The Internet Storm Center says the Spamhaus Project appears to be undergoing a denial-of-service attack. Anonymous Algeria takes down several hundred Chinese sites. Lacoon Security warns of spyphone malware that surveys data both on and transiting a phone. Hacker "Guccifer" publishes emails on the Benghazi consulate attack from the former US Secretary of State to Clinton consigliere Sidney Blumenthal.
Utilities continue to look for ways of shoring up their cyber security. The catch in Trend Micro's SCADA honeypot highlights the threat: thirty-nine attacks from fourteen nations over twenty-eight days hit two decoy networks.

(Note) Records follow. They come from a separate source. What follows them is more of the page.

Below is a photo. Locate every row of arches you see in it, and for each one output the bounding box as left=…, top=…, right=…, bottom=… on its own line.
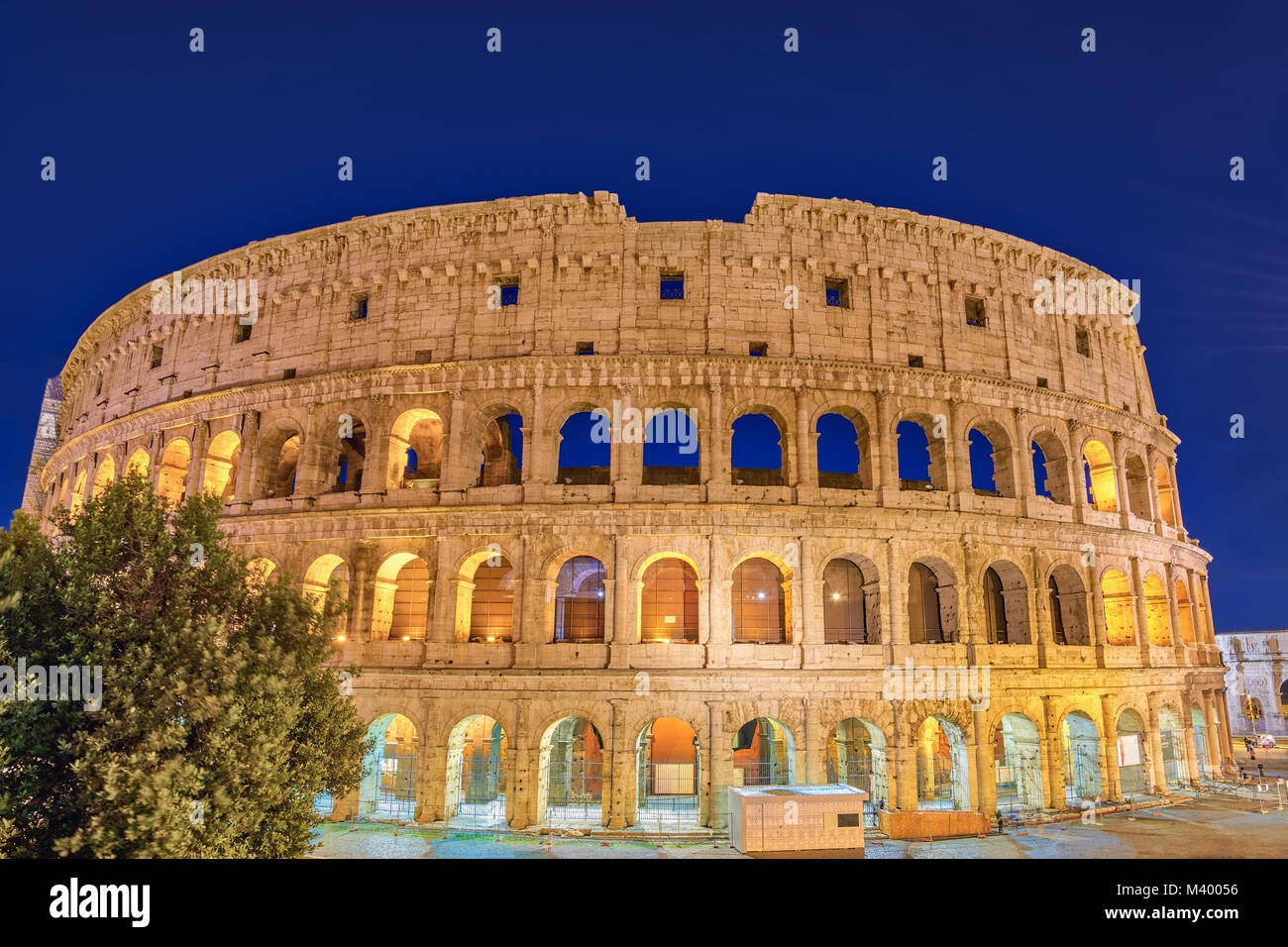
left=53, top=404, right=1180, bottom=527
left=342, top=704, right=1220, bottom=831
left=254, top=546, right=1206, bottom=647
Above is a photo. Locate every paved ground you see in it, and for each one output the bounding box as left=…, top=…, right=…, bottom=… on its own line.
left=316, top=789, right=1288, bottom=858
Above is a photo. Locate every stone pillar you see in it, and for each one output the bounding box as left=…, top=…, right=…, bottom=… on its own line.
left=971, top=710, right=997, bottom=817
left=1167, top=458, right=1186, bottom=541
left=441, top=389, right=469, bottom=493
left=698, top=381, right=731, bottom=502
left=604, top=533, right=639, bottom=668
left=185, top=419, right=210, bottom=496
left=868, top=391, right=899, bottom=506
left=1100, top=693, right=1124, bottom=801
left=888, top=701, right=917, bottom=811
left=232, top=411, right=265, bottom=511
left=519, top=378, right=546, bottom=498
left=1145, top=690, right=1171, bottom=796
left=1010, top=407, right=1037, bottom=517
left=1042, top=694, right=1065, bottom=809
left=1128, top=556, right=1151, bottom=668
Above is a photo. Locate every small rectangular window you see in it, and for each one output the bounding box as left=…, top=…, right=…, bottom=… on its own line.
left=1078, top=329, right=1091, bottom=359
left=349, top=292, right=368, bottom=322
left=823, top=277, right=850, bottom=309
left=497, top=275, right=519, bottom=307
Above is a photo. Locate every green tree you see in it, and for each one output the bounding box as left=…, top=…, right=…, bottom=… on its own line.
left=0, top=475, right=370, bottom=858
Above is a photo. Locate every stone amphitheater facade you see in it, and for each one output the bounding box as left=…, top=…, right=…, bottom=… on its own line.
left=36, top=192, right=1232, bottom=828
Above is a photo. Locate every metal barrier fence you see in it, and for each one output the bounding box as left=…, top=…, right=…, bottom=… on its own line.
left=546, top=762, right=604, bottom=824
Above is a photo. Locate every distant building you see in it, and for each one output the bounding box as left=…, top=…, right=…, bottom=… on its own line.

Telenor is still recovering from what it calls a serious and sophisticated attack. Last week's release of celebrities' personal information, apparently perpetrated by Russian hackers nostalgic for the USSR, is linked to the Zeus kit.
Cyber crime at an Ohio pizza place may not bulk large in the big scheme of things, but an attack on Benny's Pizza in Marysville is disturbing and instructive. Small businesses are targets, it's expensive to recover (Benny's had to bring in forensic experts from Kansas), and attacks exact a heavy toll in law enforcement resources (here, the US Secret Service).
The cyber and SWAT attack on security journalist Brian Krebs (and accompanying hit on Ars Technica) may be traceable to a Connecticut twenty-year-old linked to last year's attack on Wired's Matt Honan.
Google rewards bughunter "Pinkie Pie" for partial inroads against Chrome (which still looks pretty secure).
The Royal Saudi Air Force wants cyber security support for its F-15 Strike Eagles.